Yarsan Kurds celebrate Mehregan festival

Iranian Kurds in Kermanshah Province celebrated the ancient festival of Mehregan on Monday through dance and music.

KERMANSHAH, Iran (Kurdistan24) – Iranian Kurds in Kermanshah Province celebrated the ancient festival of Mehregan on Monday through dance and music.

Mehregan (“Mehr” meaning kindness) is an ancient festival that celebrates the beginning of fall and symbolizes knowledge, love, light, and friendship.

In the city of Sahna, Kermanshah Province, Iranian Kurdistan (Rojhilat) a group of Yarsan followers honored the onset of autumn through dance and bilingual music in Farsi and Kurdish.

Women who symbolize the generosity of Mother Nature have been praised and celebrated in this festival.

Mehregan, also a time for giving thanks, was observed for six days in old times through drinking wine, dancing, and singing.

Nowadays in Iran where alcohol and women’s dance and singing is forbidden because of Islamic rules, Yarsan Kurds still celebrate the occasion through poetry and all-male singing.

 

 

Yarsan, or Ahl–e-Haq, meaning “People of Truth,” is a religious and ethnic minority mostly residing in the Kurdish-dominated province of Kermanshah in the northwest of Iran. The faith also has followers in Iraq and Turkey.

Although the Yarsan number over one million in Iran, they are considered Fergh-e-Zaleh, a “false cult,” by the Shia-dominated Islamic Republic of Iran.

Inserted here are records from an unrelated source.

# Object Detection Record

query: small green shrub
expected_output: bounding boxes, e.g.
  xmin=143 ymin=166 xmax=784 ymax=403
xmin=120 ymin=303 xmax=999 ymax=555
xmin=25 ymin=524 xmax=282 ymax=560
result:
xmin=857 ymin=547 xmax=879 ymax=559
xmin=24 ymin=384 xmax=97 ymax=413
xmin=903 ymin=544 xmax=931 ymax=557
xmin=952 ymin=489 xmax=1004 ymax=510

In August, Washington condemned Iran’s abuses of religious minorities, including Yarsan and Sunni Kurds, Baha’is, Christians, and Jews.

In its Wednesday International Religious Freedom Report for 2016, the US Department of State, Bureau of Democracy, Human Rights and Labour reported that non-Muslims and non-Shia continue to face societal discrimination, especially the Bahai community.

Ardeshir Rashidi, a Yarsan from Kermanshah, told Kurdistan24, “The continuous assault and disrespect for the belief and faith of Yarsan under the Islamic State of Iran must be rejected by every decent human being everywhere.”

Rashidi, the founder and president of the Kurdish American Education Society (KAES) in California, said since the Islamic revolution in Iran, leaders and members of Yarsan have repeatedly been summoned to the religious cities of Qom and Tehran “to be reminded of the regime’s intolerance for the Yarsan Faith.” 

He believes the attempt to “proselytize the Yarsan Community to convert has led to [the] implementation of policies that are at the core of all kinds of rights violations.”

According to Rashidi, the Iranian government disregards the Yarsan faith and disrespects the ancient holy shrines while threatening the life of the leaders of the religion.

Additionally, religious leaders are imprisoned, executed, and the community is excluded from social, cultural, and economic rights.

In 2013, members of the Yarsan faith in Iran and the Kurdistan Region, staged angry protests outside the mayor’s office in the city of Hamadan where two Yarsans set themselves on fire in protest.